The most important thing about shovels? That everybody in your group has one. It’s also worth practising your shovel technique in teams of two or three so your group is as efficient as possible. When you take an avalanche training course, you’ll learn the fastest ways to dig.
Avalanche safety training
Learn how to use your gear and practice using it often. Take an Avalanche Skills Training Level 1 course to learn critical skills and decision-making tools. We also recommend taking a one-day Companion Rescue Skills course. If you can, it’s great to take this course with your friends or backcountry buddies so you can learn and practice together. Remember – you’ll be counting on each other in the case of a rescue.
“If you’re looking for some introductory material before taking a course, click on the learn section of avalanche.ca. We’ve got some great online education that can help set the stage for your backcountry training.” Mary Clayton, Avalanche Canada
Over the last few years, inflatable backpacks (sometimes referred to as “avalanche backpacks”) have becoming popular with backcountry users. They’re designed to help keep people closer to the surface during an avalanche, can help with visibility, and can help to protect against the trauma that causes many avalanche fatalities.
How does an avalanche airbag work?
When an avalanche happens, the person wearing the airbag system needs to pull a trigger to inflate the airbag – it’s not automated like a car airbag. Some manufacturers use compressed-air cartridges and some use electronically powered fans (like Arc’teryx Voltair or Black Diamond JetForce) to inflate the bag.

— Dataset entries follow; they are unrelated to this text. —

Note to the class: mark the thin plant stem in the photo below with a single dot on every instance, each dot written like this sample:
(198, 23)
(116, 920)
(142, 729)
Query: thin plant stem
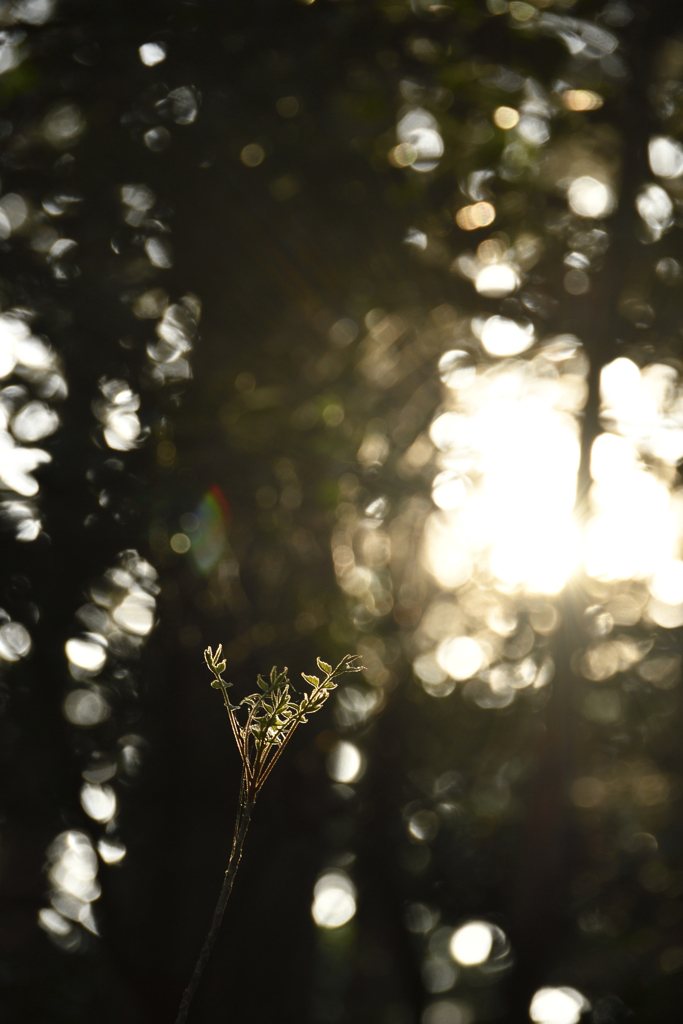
(241, 826)
(271, 720)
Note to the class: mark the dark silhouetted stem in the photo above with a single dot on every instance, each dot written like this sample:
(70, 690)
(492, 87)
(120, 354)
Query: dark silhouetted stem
(242, 824)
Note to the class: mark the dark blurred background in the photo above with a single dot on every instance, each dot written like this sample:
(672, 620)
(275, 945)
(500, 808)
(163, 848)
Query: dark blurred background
(304, 309)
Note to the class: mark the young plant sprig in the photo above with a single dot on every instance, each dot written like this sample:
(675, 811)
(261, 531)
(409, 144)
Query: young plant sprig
(270, 718)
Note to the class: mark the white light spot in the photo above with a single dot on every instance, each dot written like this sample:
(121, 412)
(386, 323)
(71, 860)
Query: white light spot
(419, 129)
(86, 654)
(472, 943)
(135, 614)
(654, 206)
(35, 421)
(462, 657)
(589, 198)
(16, 465)
(86, 708)
(98, 802)
(557, 1006)
(504, 337)
(111, 851)
(334, 900)
(159, 253)
(152, 53)
(666, 157)
(345, 763)
(14, 641)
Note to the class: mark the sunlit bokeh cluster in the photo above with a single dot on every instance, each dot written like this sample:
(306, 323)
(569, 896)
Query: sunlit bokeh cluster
(454, 958)
(34, 381)
(503, 535)
(117, 621)
(635, 531)
(74, 888)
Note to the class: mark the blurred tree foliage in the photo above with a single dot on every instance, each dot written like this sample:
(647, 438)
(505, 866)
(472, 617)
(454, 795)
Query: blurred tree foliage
(220, 243)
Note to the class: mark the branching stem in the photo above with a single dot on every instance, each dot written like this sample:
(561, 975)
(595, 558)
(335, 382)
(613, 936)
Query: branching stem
(271, 720)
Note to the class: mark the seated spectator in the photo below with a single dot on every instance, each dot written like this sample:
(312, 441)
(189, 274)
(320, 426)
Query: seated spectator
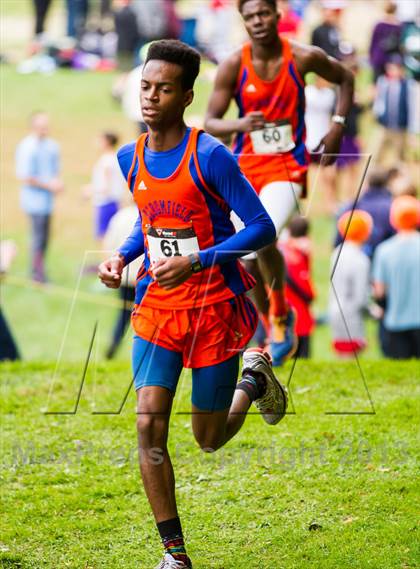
(385, 40)
(396, 280)
(299, 288)
(401, 184)
(349, 293)
(376, 201)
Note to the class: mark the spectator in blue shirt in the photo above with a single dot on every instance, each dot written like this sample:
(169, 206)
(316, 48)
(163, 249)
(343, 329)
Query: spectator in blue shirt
(38, 169)
(376, 201)
(396, 280)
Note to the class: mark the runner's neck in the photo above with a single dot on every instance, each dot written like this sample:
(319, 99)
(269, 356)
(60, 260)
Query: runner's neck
(267, 52)
(164, 140)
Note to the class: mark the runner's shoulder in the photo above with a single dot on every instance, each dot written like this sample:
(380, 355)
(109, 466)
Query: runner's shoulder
(304, 54)
(208, 145)
(213, 156)
(229, 68)
(125, 157)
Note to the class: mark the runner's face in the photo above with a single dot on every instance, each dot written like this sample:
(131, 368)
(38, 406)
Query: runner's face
(162, 97)
(260, 21)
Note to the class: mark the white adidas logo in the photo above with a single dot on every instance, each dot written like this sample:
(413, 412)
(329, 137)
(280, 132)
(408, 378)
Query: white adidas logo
(251, 88)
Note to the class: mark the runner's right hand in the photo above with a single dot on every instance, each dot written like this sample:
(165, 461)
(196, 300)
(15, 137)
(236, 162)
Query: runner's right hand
(110, 271)
(252, 121)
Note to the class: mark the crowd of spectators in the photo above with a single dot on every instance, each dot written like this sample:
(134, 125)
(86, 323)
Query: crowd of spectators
(369, 235)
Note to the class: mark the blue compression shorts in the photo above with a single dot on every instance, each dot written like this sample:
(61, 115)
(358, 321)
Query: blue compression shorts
(212, 386)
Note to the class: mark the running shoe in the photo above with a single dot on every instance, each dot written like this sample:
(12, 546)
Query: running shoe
(283, 337)
(169, 562)
(273, 403)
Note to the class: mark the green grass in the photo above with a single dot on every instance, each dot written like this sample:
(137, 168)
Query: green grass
(72, 496)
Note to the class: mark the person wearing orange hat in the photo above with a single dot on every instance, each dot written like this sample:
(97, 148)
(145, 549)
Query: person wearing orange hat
(349, 292)
(396, 279)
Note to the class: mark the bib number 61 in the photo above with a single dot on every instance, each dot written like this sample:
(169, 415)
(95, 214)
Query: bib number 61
(170, 248)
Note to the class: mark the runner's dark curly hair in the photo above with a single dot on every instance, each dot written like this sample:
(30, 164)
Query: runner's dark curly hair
(271, 3)
(175, 51)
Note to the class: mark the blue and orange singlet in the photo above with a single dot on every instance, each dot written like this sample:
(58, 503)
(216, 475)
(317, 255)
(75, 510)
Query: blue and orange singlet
(282, 101)
(177, 218)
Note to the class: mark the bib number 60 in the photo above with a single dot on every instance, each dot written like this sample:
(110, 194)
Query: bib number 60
(270, 135)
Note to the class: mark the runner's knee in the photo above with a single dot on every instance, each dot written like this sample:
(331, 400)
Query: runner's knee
(152, 430)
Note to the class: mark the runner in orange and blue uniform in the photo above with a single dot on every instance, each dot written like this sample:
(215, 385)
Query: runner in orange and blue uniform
(191, 305)
(266, 79)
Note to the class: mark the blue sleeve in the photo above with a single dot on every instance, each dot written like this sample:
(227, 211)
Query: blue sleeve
(222, 173)
(133, 246)
(125, 156)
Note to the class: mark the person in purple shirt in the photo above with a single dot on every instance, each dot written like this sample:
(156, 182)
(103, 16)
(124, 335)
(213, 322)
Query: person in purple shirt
(385, 40)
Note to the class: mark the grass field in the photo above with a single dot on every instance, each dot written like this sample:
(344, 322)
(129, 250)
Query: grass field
(317, 491)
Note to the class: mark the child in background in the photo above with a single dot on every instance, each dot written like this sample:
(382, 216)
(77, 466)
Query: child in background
(299, 289)
(107, 185)
(349, 292)
(396, 280)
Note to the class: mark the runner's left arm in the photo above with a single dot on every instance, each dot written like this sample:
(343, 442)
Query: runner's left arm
(223, 173)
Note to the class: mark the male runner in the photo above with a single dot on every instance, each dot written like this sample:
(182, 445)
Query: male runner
(191, 307)
(265, 78)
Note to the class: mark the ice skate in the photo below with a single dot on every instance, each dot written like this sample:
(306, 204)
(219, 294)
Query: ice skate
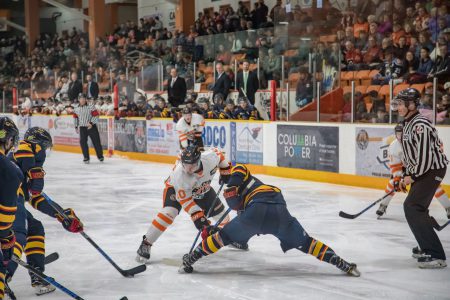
(428, 262)
(143, 253)
(40, 286)
(381, 210)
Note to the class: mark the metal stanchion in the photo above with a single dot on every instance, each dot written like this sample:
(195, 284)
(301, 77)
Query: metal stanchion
(352, 119)
(318, 102)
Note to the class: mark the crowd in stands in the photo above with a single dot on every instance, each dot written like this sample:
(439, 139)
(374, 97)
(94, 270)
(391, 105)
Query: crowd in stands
(403, 41)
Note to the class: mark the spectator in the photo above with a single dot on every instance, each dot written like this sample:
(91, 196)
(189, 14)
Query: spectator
(441, 68)
(247, 82)
(222, 84)
(176, 89)
(75, 88)
(304, 90)
(352, 57)
(272, 66)
(91, 88)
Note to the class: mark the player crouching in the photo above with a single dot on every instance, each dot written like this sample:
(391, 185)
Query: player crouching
(262, 211)
(189, 187)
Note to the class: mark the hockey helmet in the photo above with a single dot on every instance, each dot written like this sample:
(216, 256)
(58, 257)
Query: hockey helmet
(190, 157)
(407, 95)
(8, 130)
(38, 135)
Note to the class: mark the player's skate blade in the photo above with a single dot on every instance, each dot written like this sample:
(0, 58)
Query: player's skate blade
(427, 262)
(143, 253)
(238, 246)
(381, 210)
(417, 253)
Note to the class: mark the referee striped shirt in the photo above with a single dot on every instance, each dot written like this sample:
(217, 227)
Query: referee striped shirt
(422, 148)
(83, 115)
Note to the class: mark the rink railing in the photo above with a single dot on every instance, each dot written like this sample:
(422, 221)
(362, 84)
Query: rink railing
(350, 154)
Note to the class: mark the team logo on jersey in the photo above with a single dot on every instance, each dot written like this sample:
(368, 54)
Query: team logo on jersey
(202, 189)
(213, 171)
(419, 129)
(362, 139)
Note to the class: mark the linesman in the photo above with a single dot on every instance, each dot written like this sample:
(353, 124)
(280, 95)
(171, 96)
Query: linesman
(86, 118)
(426, 165)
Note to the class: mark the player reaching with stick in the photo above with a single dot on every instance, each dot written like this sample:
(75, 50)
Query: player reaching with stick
(262, 211)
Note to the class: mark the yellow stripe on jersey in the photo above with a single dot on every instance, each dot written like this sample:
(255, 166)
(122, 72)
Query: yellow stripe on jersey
(260, 189)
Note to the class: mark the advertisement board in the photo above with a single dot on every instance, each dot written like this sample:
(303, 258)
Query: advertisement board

The bag stays inflated for a few minutes, which effectively increases the volume of the person wearing it. That can help them stay closer to the surface of the sliding debris. It also offers some protection for a person’s head and neck. The critical part of an airbag’s effectiveness depends on the victim being in the moving debris. If you’re caught near the bottom of the slide, or in a depression, the airbag won’t bring you to the surface.
It’s important that you know how to use your airbag properly, including how to set it up, wear it and deploy it. An avalanche airbag is never guaranteed to keep you safe, and it’s not a substitute for your transceiver, probe, shovel and avalanche training.
Air travel with airbags
Note: If you’re travelling by plane with your airbag, check the policies to see if you can have a full pressure cartridge onboard. In some cases, you might be restricted to carrying an empty cartridge that you’ll have to refill after you’ve reached you’ve landed, or go with an electronic option.